Тот молчал. Пока молчал.
— Еще поговорим… — Он повернулся к Роману.
Открыл двери и увидел Демидова.
— Я без оружия. — Полковник поднял вверх руки. — Давай, Кошкин, заканчивать этот спектакль. Самолет готов. Деньги в самолете. Хочешь лететь — улетай. Только без глупостей. И без ребят.

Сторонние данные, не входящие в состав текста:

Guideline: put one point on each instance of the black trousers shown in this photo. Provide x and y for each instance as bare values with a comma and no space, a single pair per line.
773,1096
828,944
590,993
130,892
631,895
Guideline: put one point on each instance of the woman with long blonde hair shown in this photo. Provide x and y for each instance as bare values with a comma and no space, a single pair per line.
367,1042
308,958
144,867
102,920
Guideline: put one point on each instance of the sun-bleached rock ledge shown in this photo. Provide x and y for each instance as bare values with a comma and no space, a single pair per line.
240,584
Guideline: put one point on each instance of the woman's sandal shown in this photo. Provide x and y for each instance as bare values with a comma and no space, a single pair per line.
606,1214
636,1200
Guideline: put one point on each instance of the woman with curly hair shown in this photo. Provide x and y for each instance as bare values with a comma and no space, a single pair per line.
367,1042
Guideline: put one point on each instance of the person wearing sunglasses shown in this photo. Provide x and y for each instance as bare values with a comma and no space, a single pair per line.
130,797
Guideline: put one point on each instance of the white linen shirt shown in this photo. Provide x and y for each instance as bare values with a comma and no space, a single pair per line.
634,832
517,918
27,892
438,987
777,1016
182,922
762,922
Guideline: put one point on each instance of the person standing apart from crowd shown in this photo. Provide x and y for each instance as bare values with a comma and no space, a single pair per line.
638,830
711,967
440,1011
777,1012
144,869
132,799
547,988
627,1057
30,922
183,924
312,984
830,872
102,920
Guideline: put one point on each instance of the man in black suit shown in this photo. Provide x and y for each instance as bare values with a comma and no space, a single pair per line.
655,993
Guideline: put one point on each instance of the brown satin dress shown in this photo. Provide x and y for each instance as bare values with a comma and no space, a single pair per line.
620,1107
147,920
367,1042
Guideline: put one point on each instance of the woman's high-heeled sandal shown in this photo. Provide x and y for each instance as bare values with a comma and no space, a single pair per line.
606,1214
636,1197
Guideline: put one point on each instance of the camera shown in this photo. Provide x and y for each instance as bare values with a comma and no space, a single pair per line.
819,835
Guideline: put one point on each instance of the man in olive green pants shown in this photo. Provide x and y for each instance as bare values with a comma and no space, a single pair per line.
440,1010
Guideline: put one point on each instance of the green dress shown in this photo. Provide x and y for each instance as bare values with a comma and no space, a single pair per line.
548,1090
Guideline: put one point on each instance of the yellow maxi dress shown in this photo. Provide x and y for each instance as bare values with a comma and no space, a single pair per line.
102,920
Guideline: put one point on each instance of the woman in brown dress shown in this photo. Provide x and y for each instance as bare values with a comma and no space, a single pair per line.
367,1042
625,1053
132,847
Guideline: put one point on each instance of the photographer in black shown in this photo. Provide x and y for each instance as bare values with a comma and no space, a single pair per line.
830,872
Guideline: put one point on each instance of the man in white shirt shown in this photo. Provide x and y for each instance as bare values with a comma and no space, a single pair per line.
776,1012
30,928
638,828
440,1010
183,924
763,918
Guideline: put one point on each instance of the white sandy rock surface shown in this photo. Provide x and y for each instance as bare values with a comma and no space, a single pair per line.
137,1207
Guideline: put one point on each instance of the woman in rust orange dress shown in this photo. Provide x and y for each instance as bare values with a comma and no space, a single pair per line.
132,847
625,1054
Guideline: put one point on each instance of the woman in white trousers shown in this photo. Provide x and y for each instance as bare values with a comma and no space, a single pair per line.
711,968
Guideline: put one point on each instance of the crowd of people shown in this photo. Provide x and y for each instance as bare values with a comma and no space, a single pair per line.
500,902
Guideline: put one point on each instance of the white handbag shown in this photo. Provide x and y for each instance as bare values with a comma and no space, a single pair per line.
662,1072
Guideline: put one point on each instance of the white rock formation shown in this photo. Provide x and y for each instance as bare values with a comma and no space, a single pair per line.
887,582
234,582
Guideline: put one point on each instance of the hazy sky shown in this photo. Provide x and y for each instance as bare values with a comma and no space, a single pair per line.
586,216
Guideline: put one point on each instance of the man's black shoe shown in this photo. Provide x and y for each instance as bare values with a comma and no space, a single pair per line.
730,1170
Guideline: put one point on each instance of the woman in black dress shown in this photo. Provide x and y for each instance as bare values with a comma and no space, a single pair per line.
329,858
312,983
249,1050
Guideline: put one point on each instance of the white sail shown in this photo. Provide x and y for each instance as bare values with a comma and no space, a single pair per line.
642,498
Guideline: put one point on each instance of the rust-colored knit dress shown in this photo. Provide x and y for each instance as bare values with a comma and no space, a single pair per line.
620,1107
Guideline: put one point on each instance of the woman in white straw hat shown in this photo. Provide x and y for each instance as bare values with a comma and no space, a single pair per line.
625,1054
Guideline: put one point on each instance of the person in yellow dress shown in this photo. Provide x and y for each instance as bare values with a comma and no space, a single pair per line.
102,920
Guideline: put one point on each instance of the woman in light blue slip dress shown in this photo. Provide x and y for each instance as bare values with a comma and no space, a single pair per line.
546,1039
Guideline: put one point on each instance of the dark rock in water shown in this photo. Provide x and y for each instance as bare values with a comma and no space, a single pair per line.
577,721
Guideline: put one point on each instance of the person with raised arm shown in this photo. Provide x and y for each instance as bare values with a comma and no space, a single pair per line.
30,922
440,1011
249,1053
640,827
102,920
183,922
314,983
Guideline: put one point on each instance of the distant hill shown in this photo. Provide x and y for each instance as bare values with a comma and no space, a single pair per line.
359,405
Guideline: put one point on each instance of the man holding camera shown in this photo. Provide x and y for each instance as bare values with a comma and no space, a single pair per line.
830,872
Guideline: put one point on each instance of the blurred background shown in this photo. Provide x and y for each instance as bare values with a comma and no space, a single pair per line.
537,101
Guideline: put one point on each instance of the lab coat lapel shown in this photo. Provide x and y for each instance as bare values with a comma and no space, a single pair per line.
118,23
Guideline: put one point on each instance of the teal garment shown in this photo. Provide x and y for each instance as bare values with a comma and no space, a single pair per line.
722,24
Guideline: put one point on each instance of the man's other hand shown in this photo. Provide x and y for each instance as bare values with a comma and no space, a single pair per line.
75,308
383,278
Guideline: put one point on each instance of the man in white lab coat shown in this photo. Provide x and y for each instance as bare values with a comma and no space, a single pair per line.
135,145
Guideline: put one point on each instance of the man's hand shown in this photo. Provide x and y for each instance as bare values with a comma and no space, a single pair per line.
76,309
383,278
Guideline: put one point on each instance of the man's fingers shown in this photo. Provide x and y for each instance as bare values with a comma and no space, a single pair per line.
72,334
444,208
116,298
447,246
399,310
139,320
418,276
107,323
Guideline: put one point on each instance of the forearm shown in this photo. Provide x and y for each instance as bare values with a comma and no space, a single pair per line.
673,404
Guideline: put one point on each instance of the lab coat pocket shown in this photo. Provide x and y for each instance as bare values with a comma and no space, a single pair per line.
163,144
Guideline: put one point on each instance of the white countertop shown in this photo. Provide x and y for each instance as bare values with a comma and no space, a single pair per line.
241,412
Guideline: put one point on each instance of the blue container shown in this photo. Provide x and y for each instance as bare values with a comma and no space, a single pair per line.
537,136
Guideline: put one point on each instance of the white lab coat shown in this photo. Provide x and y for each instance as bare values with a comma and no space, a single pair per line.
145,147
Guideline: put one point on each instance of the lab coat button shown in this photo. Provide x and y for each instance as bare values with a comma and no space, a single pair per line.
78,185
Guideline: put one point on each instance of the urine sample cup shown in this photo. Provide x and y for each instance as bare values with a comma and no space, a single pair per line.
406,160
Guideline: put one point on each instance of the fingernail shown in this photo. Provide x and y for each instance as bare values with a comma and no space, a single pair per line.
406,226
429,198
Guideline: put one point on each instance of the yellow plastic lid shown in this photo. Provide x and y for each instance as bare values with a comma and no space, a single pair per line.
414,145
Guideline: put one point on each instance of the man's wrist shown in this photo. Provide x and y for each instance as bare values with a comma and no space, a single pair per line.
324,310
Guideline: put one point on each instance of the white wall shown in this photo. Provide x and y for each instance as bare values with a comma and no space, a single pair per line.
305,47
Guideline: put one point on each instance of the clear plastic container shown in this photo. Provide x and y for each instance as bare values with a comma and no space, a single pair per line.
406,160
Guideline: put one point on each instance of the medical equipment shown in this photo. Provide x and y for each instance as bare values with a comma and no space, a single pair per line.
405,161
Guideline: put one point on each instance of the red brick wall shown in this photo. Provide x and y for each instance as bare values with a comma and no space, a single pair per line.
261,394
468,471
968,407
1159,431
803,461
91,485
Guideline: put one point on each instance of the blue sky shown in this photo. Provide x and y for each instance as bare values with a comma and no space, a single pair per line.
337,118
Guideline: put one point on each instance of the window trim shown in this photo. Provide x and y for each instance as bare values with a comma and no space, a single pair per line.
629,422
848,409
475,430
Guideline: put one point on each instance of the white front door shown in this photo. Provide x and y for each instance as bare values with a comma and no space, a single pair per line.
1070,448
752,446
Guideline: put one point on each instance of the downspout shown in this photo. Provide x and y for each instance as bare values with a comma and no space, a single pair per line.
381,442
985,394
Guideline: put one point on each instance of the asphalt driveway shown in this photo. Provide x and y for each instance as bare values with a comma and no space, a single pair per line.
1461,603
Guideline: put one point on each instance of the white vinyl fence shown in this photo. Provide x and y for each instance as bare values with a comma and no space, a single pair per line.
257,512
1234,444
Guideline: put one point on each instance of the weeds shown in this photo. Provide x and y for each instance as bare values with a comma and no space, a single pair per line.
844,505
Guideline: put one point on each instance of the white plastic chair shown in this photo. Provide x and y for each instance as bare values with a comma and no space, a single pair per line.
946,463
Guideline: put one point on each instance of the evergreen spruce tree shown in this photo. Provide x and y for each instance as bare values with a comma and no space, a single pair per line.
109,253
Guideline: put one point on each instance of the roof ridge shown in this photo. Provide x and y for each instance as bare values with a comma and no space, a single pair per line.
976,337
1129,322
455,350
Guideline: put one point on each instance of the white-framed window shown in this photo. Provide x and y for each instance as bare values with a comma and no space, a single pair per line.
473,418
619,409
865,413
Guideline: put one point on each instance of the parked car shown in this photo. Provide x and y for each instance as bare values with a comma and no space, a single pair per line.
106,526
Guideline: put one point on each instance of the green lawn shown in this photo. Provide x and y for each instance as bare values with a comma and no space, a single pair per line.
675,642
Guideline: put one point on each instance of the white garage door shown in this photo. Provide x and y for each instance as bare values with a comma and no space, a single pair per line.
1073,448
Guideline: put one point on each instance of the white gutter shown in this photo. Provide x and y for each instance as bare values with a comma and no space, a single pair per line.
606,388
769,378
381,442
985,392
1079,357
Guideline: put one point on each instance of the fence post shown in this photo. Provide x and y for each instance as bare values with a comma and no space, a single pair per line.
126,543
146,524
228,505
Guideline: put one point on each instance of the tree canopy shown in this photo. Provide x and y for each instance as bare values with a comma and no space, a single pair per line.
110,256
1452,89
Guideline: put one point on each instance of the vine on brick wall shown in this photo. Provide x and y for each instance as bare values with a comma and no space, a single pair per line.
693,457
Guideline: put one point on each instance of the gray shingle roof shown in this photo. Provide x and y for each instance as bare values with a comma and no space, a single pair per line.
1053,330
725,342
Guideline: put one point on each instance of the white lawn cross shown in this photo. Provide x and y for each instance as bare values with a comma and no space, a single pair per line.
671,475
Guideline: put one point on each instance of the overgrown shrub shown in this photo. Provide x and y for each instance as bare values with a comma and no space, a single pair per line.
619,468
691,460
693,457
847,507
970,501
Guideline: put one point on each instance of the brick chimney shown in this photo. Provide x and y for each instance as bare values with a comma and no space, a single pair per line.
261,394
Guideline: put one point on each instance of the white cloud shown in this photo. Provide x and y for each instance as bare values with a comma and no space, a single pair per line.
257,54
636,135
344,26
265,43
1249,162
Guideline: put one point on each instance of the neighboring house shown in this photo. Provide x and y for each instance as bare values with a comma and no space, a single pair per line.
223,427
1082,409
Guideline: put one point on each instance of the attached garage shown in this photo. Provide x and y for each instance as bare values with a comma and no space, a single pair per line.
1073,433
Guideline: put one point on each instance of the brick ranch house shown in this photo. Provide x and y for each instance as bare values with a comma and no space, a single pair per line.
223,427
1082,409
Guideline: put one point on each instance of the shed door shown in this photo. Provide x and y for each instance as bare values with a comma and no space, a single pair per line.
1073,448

— Молодец, фамилию узнал, — усмехнулся Кошкин. — А ты ее знал, когда я за тебя, толстомордого, кровь свою в Афгане проливал? Когда за таких, как ты, в Чечню полез и ногу потерял?
— Дурак, — сказал Демидов. Он рванул на себе рубаху — посыпались пуговицы, и Кошкин увидел на обнаженной груди полковника два багровых рубца.
— Когда меня «паханы» полосовали, ты еще сопли утирал, — сверкнул глазами Демидов. — Тоже мне — мститель нашелся! Робин Гуд! Самолет готов. Куда хочешь — лети. Если нужно, я полечу с тобой в качестве заложника. Только освобождай детей. Иначе никуда не улетишь.
Роман, стоявший за спиной Кошкина, заметил, что мальчишка, еще недавно игравший в шахматы, вдруг встал, направился к ним.
— Ты куда? — спросил он.
— Нужно отпустить девушек, — сказал «шахматист». — И всех, кто моложе десяти лет. Мне исполнилось десять в прошлом году. Значит, я останусь.
— Заткни ему глотку, Роман, — приказал Кошкин.
Роман шагнул к мальчику. И вдруг оказался на полу — «шахматист» подставил ногу.
— Самолет готов, — продолжал Демидов. — Уже почти восемь…
— Мы подъедем к самолету сами, — кивнул Кошкин. — Подъедем без тебя. И мне такой заложник не нужен. Ты им так и передай.
— Пока не выпустишь детей, никуда не полетишь, — сказал Демидов.
Дронго бежал к вышке, сжимая в руке пистолет. Успеть, только бы успеть, мысленно твердил он.